Tutorial: Testing Python Snowpark¶

Introduction¶

This tutorial introduces the basics of testing your Snowpark Python code.

What You Will Learn¶

In this tutorial, you will learn how to:

Test your Snowpark code while connected to Snowflake.

You can use standard testing utilities, like PyTest, to test your Snowpark Python UDFs, DataFrame transformations, and stored procedures.
Test your Snowpark Python DataFrames locally without connecting to a Snowflake account by using the local testing framework.

You can use the local testing framework to test locally, on your development machine, before deploying code changes.

Prerequisites¶

To use the local testing framework:

You must use version 1.11.1 or higher of the Snowpark Python library. The supported versions of Python are:

Generally available versions:

3.9 (deprecated)
3.10
3.11
3.12
3.13

Set Up the Project¶

In this section, you’ll clone the project repository and set up the environment you’ll need for the tutorial.

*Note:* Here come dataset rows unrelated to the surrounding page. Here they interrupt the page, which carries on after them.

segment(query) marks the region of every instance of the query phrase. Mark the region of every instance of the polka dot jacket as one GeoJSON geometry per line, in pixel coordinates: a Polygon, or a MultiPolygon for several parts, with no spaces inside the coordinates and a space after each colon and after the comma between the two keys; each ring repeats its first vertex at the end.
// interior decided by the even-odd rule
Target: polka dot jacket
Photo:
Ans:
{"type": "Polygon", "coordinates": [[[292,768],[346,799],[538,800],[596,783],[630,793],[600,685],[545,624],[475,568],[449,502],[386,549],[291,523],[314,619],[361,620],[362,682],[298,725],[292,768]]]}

Clone the project repository.
git clone https://github.com/Snowflake-Labs/sftutorial-snowpark-testing
Copy
If you do not have git installed, go to the repository page and download the contents by clicking Code » Download Contents.

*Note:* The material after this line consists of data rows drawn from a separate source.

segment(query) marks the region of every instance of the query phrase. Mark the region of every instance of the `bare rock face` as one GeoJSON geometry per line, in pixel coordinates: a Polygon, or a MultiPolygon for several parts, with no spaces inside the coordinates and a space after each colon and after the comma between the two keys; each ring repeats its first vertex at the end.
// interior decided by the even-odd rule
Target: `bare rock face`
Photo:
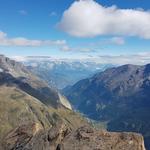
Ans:
{"type": "Polygon", "coordinates": [[[36,123],[20,126],[4,138],[3,145],[4,150],[145,150],[139,134],[111,133],[88,126],[71,130],[63,123],[50,130],[36,123]]]}
{"type": "Polygon", "coordinates": [[[81,127],[64,142],[65,150],[145,150],[143,138],[135,133],[98,131],[81,127]]]}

Set environment variables with your account credentials. The Snowpark API will use these to authenticate to your Snowflake account.

# Linux/MacOS
export SNOWSQL_ACCOUNT=<replace with your account identifier>
export SNOWSQL_USER=<replace with your username>
export SNOWSQL_ROLE=<replace with your role>
export SNOWSQL_PWD=<replace with your password>
export SNOWSQL_DATABASE=<replace with your database>
export SNOWSQL_SCHEMA=<replace with your schema>
export SNOWSQL_WAREHOUSE=<replace with your warehouse>

Copy

# Windows/PowerShell
$env:SNOWSQL_ACCOUNT = "<replace with your account identifier>"
$env:SNOWSQL_USER = "<replace with your username>"
$env:SNOWSQL_ROLE = "<replace with your role>"
$env:SNOWSQL_PWD = "<replace with your password>"
$env:SNOWSQL_DATABASE = "<replace with your database>"
$env:SNOWSQL_SCHEMA = "<replace with your schema>"
$env:SNOWSQL_WAREHOUSE = "<replace with your warehouse>"

Copy

Optional: You can set this env var permanently by editing your bash profile (on Linux/MacOS) or using the System Properties menu (on Windows).

Create and activate a conda environment using Anaconda:

conda env create --file environment.yml
conda activate snowpark-testing

Copy

Create the sample table in your account by running setup/create_table.py. This Python script will create a database called CITIBIKE, a schema called PUBLIC, and a small table called TRIPS.
python setup/create_table.py
Copy

You’re now ready to move to the next section. In this section you:

Cloned the tutorial repository.
Created environment variables with your account information.
Created a conda environment for the project.
Connected to Snowflake using the Snowpark API and created a sample database, schema, and table.

Try the Stored Procedure¶

The sample project includes a stored procedure handler (sproc.py) and three DataFrames transformer methods (transformers.py). The stored procedure handler uses the UDF and DataFrame transformers to read from the source table, CITIBIKE.PUBLIC.TRIPS, and creates two fact tables: MONTH_FACTS and BIKE_FACTS.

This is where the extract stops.